Quienes defienden la solución epistocrática, es decir, que el gobierno quede en manos de los que saben, aunque para ello haya que restringir el derecho al sufragio

Los adversarios de la democracia también han reconocido esta importancia del conocimiento político, sólo que lo usan para atacarla. Sus críticos señalan como defecto principal de la democracia que distribuye el poder (o el voto) de forma igualitaria entre todos, sin distinguir entre los que saben y los que no saben. Sin embargo, cuanto mayor sea el número de ciudadanos incompetentes, mayor será el riesgo de que se adopten políticas equivocadas en perjuicio de todos. Ante el temor de que una mayoría desinformada imponga decisiones socialmente dañinas, no faltan, de Platón a nuestros días, quienes defienden la solución epistocrática, es decir, que el gobierno quede en manos de los que saben, aunque para ello haya que restringir el derecho al sufragio, distribuyendo el voto según criterios de competencia y educación. 

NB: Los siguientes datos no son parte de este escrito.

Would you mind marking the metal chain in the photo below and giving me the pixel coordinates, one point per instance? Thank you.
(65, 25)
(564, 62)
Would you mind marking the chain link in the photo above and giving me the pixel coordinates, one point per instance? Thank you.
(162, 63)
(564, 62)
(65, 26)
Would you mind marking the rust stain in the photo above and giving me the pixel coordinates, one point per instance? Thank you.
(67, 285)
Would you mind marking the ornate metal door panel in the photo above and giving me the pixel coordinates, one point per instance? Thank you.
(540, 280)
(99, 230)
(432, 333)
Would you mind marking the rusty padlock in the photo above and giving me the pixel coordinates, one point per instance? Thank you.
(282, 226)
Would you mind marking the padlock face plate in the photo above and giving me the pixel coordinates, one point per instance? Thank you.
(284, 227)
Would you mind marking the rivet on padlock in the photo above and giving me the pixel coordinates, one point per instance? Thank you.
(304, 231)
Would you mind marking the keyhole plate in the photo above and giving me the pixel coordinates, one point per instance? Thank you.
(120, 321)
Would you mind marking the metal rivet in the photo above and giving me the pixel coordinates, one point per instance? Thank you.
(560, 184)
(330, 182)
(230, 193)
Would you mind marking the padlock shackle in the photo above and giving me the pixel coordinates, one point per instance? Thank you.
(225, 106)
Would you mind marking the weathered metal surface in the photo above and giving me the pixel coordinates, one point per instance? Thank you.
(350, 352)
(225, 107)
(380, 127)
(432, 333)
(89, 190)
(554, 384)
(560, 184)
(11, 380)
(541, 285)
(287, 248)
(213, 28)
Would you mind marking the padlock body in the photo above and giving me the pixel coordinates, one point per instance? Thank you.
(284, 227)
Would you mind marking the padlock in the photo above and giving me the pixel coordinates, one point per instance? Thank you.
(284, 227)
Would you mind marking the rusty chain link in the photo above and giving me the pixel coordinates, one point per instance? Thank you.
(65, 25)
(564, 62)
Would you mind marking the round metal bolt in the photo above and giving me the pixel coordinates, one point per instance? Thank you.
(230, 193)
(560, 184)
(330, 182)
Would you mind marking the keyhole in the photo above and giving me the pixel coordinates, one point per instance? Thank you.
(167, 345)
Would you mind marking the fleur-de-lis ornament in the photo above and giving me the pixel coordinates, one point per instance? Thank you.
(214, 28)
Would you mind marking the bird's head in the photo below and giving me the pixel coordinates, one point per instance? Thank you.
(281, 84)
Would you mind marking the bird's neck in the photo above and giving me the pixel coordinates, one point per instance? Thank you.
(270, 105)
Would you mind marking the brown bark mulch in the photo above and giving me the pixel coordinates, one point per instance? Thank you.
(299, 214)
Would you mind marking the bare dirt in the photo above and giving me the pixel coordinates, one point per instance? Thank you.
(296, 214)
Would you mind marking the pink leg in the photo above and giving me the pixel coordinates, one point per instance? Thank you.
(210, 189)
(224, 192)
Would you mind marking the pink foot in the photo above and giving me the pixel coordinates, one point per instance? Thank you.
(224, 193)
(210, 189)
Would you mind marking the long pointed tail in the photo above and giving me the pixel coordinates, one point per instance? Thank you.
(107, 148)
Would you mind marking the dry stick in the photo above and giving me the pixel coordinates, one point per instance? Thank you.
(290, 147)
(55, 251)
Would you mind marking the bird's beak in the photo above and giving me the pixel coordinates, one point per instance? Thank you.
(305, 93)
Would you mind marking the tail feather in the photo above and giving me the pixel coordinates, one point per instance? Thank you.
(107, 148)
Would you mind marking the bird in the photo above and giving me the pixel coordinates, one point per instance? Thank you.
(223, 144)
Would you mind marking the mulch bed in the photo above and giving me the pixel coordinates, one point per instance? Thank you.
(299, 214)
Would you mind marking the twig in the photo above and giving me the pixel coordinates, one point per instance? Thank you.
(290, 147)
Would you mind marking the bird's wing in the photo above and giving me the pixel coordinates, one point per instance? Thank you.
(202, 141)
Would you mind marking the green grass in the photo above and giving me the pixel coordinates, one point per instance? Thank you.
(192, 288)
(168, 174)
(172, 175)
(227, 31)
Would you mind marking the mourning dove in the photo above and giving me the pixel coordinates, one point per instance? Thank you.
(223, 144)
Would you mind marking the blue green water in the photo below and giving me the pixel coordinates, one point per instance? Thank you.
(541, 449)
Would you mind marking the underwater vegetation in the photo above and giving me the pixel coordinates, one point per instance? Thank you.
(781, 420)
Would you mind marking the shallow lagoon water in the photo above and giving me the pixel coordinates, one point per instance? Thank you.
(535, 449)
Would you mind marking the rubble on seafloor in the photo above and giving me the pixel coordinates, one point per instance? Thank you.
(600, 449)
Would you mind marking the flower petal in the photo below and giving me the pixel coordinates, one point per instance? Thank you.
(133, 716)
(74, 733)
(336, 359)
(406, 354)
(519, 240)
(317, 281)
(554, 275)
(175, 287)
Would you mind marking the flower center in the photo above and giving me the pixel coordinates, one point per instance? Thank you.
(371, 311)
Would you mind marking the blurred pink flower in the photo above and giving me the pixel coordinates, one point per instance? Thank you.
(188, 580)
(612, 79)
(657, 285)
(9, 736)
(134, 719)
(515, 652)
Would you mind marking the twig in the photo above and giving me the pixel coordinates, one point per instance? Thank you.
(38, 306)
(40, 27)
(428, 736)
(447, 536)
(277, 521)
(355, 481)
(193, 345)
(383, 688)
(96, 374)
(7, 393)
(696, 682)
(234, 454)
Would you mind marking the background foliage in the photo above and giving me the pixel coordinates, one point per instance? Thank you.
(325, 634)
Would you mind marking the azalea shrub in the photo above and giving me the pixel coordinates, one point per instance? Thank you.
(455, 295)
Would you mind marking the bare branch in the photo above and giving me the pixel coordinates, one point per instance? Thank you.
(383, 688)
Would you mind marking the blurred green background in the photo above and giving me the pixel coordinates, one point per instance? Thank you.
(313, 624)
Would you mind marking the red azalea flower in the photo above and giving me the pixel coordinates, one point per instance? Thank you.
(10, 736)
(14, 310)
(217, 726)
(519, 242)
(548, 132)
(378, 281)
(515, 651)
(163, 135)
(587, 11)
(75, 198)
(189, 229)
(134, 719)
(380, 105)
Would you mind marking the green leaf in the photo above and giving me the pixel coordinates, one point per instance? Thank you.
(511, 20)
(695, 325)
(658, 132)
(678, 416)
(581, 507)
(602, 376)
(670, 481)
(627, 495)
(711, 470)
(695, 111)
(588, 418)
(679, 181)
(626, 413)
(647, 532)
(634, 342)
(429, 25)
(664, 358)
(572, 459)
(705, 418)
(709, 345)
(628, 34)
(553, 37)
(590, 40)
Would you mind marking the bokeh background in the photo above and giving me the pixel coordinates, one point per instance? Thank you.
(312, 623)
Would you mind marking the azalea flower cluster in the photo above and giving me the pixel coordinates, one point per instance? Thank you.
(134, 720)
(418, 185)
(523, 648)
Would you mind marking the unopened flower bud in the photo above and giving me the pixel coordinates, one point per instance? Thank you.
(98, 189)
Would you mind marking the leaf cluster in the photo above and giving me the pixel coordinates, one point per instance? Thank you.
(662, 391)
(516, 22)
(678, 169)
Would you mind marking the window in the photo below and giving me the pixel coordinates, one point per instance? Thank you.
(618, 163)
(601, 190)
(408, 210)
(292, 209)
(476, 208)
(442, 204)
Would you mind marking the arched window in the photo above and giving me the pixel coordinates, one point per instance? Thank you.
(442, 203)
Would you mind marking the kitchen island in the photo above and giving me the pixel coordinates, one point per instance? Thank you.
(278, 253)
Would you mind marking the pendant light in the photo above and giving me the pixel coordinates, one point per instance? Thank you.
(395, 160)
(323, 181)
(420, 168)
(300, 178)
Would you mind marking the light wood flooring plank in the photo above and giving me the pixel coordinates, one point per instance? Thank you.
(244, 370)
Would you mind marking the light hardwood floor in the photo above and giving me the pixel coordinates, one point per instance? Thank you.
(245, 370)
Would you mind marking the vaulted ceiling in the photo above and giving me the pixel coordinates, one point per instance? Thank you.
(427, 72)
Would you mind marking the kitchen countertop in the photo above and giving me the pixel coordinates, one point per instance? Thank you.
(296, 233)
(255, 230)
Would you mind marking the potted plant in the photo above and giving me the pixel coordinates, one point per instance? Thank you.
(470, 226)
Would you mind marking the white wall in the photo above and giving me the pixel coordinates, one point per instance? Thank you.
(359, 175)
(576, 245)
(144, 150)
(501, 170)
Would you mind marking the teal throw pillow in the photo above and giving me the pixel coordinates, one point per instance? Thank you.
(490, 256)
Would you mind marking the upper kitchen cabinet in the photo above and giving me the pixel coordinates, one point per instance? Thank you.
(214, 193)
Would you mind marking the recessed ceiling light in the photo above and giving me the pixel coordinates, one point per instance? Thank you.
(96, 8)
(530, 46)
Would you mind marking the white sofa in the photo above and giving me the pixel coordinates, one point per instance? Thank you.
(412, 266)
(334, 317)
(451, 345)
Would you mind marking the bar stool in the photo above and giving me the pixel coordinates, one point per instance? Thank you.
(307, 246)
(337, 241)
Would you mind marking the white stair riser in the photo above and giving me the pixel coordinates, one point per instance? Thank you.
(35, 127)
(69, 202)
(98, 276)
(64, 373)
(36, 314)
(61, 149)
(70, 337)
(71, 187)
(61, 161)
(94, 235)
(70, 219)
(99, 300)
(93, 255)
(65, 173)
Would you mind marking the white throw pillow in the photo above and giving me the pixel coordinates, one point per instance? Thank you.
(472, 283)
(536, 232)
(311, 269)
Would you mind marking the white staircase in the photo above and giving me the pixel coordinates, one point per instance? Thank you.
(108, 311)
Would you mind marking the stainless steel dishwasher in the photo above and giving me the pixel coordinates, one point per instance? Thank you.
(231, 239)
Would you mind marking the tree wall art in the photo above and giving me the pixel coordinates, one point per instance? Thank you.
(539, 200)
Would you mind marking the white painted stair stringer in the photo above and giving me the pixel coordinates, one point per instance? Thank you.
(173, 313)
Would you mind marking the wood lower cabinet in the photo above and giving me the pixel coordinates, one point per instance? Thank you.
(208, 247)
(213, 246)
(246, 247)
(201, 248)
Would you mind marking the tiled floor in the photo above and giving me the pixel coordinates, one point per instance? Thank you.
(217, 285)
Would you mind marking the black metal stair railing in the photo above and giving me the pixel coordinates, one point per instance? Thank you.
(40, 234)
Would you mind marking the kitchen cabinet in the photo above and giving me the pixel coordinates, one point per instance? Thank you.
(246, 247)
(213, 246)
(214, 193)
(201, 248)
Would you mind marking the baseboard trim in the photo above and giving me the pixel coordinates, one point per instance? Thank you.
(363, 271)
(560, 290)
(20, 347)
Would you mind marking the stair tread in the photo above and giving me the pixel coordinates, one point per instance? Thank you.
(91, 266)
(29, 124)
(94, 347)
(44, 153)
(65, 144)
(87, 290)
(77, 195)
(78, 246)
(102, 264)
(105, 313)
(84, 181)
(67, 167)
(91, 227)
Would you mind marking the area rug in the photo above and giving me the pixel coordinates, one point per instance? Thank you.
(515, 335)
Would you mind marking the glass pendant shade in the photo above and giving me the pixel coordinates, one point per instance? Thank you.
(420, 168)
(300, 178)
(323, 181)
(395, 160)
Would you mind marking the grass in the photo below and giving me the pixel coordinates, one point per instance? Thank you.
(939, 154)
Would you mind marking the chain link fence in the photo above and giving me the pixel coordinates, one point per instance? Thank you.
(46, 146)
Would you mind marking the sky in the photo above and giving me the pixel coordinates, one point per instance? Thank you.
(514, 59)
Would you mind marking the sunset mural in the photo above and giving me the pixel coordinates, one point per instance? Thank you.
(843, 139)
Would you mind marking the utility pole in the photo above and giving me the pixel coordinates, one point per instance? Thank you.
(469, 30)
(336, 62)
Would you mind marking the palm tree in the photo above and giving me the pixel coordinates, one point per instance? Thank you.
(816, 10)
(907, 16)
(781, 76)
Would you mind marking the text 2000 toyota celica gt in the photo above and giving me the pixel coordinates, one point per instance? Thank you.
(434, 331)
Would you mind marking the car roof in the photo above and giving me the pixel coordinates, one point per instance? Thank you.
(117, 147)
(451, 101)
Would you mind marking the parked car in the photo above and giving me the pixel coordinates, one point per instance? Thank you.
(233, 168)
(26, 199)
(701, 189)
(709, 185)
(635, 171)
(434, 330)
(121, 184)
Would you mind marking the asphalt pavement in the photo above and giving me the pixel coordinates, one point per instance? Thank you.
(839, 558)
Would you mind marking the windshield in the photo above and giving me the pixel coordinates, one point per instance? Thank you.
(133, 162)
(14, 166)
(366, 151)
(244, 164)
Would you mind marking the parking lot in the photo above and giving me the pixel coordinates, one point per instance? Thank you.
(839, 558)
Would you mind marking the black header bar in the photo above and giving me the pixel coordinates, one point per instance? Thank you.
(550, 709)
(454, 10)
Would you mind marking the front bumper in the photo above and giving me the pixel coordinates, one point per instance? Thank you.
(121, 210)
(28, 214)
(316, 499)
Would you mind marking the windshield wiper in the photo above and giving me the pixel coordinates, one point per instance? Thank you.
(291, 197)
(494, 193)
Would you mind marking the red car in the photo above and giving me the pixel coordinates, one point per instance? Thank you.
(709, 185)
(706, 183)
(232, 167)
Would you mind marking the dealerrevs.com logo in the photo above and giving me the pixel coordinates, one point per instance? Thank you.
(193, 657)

No es cuestión de entrar ahora en los controvertidos planteamientos epistocráticos, que han resurgido con fuerza en los últimos años. De lo que se trata es de señalar que tanto los defensores de la democracia como sus detractores epistócratas coinciden en la necesidad de contar con ciudadanos competentes, que sepan de los asuntos públicos, al menos como un ideal. De ahí que resulte sorprendente la pregunta de Hannon acerca de si es mejor para la democracia que haya votantes informados. Si atendemos a ciertos hechos, de los que tenemos fehaciente constancia por la ciencias sociales, quizá veamos las cosas de otra forma. 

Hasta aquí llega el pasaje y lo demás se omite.